Paul falleció al instante, mientras que Vassily agonizó durante horas antes de ser declarado muerto por los mismos médicos que lo habían cuidado desde su llegada al instituto, en enero de ese año. Su padre lo había traído a Ámsterdam luego de decidir que la clínica donde el joven había pasado casi una década, ubicada en Jena, en el corazón de Alemania, ya no era un lugar seguro para su hijo después de la llegada de los nazis al poder. Vassily (o, más bien, Wassik, como casi todos lo llamaban) padecía síndrome de Down y había tenido que soportar severas incapacidades físicas y mentales a lo largo de toda su vida; Albert Einstein, quien amaba al padre del joven como si fuese su hermano y era un invitado habitual en la casa de los Ehrenfest en Leiden, se refería al niño como «el diminuto y paciente gateador», porque el dolor en sus articulaciones llegaba a ser tan grande que muchas veces Wassik solo podía desplazarse por el suelo, arrastrando las piernas como si fuese un pequeño cocodrilo. Pero incluso entonces no perdía el buen ánimo, ni su entusiasmo aparentemente ilimitado, y apenas escuchaba la voz de su «tío» favorito tras la puerta, reptaba por las alfombras del pasillo, con sus inútiles extremidades a rastras, para ser el primero en saludarlo. Wassik pasó casi toda su infancia internado en sanatorios y hospitales; sin embargo, era un joven sociable y optimista que a menudo enviaba postales a sus padres en Leiden con pintorescos paisajes alemanes, o cartas escritas en su torpe caligrafía, llenas de relatos sobre las nuevas cosas que había aprendido, o la enfermedad que padecía su mejor amigo, o el enorme esfuerzo que estaba haciendo por ser un buen chico («tal y como ustedes me han enseñado»), o lo enamorado que estaba, no de una, sino de dos de sus compañeras de clase, y también de su maestra, por supuesto, la hermosa señorita Gottlieb, «brillante como un faro y paciente como un ángel», una descripción que conmovía a su padre hasta las lágrimas, porque Paul Ehrenfest era, ante todo, un profesor, un hombre dedicado en cuerpo y alma a la enseñanza, alguien que encontraba el sentido de su vida en la alegre iluminación de los demás, aunque él mismo había sufrido ataques de oscurísima depresión y paralizante melancolía desde que era un niño pequeño.

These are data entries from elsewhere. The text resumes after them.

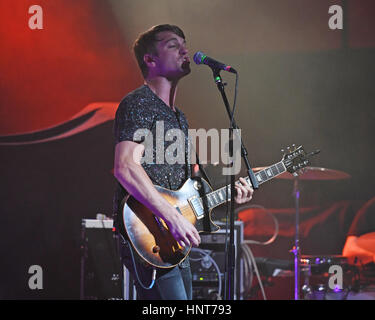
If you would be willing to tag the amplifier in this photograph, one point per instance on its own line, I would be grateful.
(208, 264)
(101, 269)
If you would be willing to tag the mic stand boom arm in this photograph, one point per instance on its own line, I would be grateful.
(233, 125)
(229, 285)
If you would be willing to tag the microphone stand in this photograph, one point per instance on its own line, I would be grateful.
(229, 292)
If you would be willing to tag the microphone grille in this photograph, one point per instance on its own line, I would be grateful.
(199, 57)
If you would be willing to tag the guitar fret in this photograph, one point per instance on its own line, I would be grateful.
(280, 167)
(263, 175)
(274, 170)
(222, 195)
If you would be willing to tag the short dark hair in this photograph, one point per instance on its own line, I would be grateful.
(146, 43)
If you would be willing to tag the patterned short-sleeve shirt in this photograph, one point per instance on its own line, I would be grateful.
(141, 112)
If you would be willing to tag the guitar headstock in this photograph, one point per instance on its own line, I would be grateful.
(295, 159)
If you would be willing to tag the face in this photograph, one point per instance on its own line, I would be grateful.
(172, 60)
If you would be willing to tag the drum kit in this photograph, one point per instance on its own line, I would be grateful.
(316, 270)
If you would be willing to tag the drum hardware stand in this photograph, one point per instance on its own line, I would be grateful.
(296, 249)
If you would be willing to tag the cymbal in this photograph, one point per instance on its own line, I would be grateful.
(312, 173)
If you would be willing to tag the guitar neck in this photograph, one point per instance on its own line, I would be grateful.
(222, 195)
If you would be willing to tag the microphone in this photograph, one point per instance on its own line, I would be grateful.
(200, 58)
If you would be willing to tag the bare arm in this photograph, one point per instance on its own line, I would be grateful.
(129, 172)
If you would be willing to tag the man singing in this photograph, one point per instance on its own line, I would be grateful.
(163, 58)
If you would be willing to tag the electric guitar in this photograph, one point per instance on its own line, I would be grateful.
(149, 234)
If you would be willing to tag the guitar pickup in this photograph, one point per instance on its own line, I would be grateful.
(197, 206)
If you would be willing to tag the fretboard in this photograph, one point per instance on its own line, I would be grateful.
(222, 195)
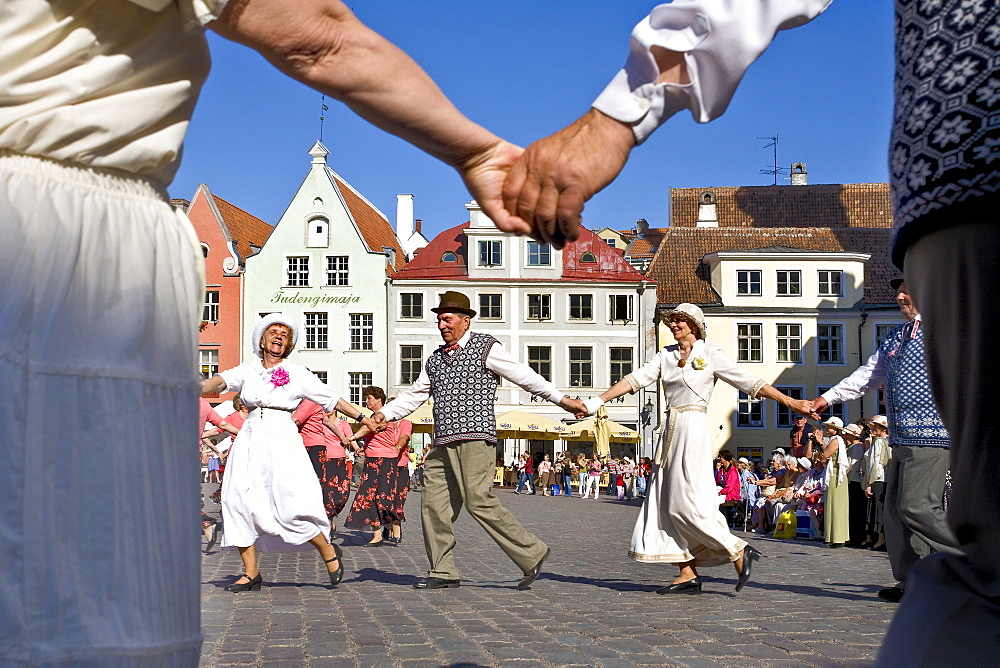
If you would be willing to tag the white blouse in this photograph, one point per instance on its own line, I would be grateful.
(103, 83)
(719, 39)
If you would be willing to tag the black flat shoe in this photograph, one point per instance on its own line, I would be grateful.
(437, 583)
(252, 584)
(750, 555)
(692, 586)
(337, 575)
(532, 575)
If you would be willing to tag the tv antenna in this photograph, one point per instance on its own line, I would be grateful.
(775, 170)
(323, 108)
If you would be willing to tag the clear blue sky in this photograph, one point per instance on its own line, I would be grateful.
(526, 69)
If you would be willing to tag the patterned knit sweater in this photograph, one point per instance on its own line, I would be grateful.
(464, 392)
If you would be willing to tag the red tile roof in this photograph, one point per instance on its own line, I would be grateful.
(245, 229)
(610, 266)
(835, 205)
(683, 276)
(374, 226)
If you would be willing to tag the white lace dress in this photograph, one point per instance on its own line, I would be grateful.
(270, 495)
(680, 519)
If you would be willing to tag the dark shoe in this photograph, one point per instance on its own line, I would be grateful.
(436, 583)
(891, 594)
(750, 555)
(532, 575)
(337, 575)
(214, 539)
(692, 586)
(252, 584)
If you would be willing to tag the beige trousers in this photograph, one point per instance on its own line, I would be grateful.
(462, 473)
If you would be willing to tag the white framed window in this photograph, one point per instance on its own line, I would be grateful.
(210, 310)
(831, 283)
(338, 270)
(411, 305)
(490, 306)
(317, 331)
(539, 307)
(783, 415)
(789, 341)
(748, 282)
(490, 253)
(829, 344)
(789, 283)
(539, 254)
(619, 363)
(356, 382)
(411, 360)
(362, 331)
(297, 271)
(209, 362)
(749, 412)
(581, 307)
(540, 361)
(620, 308)
(836, 410)
(581, 366)
(749, 342)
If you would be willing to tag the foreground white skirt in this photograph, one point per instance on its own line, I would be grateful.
(99, 531)
(271, 497)
(680, 519)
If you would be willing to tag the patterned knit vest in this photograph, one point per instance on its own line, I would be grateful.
(464, 391)
(910, 409)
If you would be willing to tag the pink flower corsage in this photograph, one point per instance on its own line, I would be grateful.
(279, 377)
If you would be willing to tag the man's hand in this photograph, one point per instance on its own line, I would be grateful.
(819, 405)
(547, 188)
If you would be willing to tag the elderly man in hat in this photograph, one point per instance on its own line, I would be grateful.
(915, 522)
(462, 376)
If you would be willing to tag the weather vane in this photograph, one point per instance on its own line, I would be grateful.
(322, 118)
(775, 170)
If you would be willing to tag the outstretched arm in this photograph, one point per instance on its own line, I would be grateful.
(323, 45)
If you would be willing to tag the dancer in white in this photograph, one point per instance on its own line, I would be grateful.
(271, 497)
(680, 522)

Al igual que su hijo, Paul había sido una criatura débil y enfermiza. Cuando no sangraba por la nariz, sufría un ataque de tos producto de su asma, o jadeaba, mareado por la falta de aire tras escapar de los matones que lo atormentaban y se reían de él en la escuela –¡Oreja de cerdo, oreja de burro, eso come el perro judío!–, fingía alguna otra dolencia, fiebre quizá, o un resfrío, o un dolor de estómago, solo para poder quedarse en casa con su madre, escondido del mundo, arropado en sus brazos, como si de alguna manera, en el fondo de su corazón, el pequeño Paul, el menor de cinco hermanos, hubiese sabido que ella iba a morir antes de que él cumpliera los diez años. Llegó a pensar que todos los sufrimientos y penurias previos a esa gran tragedia habían sido fruto de su premonición, dolores de una pérdida anticipada sobre la cual no podía hablar, ni consigo mismo ni con los demás, por miedo a que, si lo decía en voz alta, si encontraba el coraje para articular su presentimiento en palabras, la muerte de su mamá, ya inevitable, de alguna forma se adelantaría. Así que se mantuvo en silencio, triste y temeroso, cargando un peso que ningún niño debería tener que soportar, una oscura profecía cuya influencia no terminó jamás, porque se extendió más allá de la agonía de su madre, y más allá del fallecimiento de su padre, seis años después que el de ella, marcando el compás de su vida como el lejano tañido de una campana, hasta el día de su muerte, por su propia mano, a los cincuenta y tres años de edad.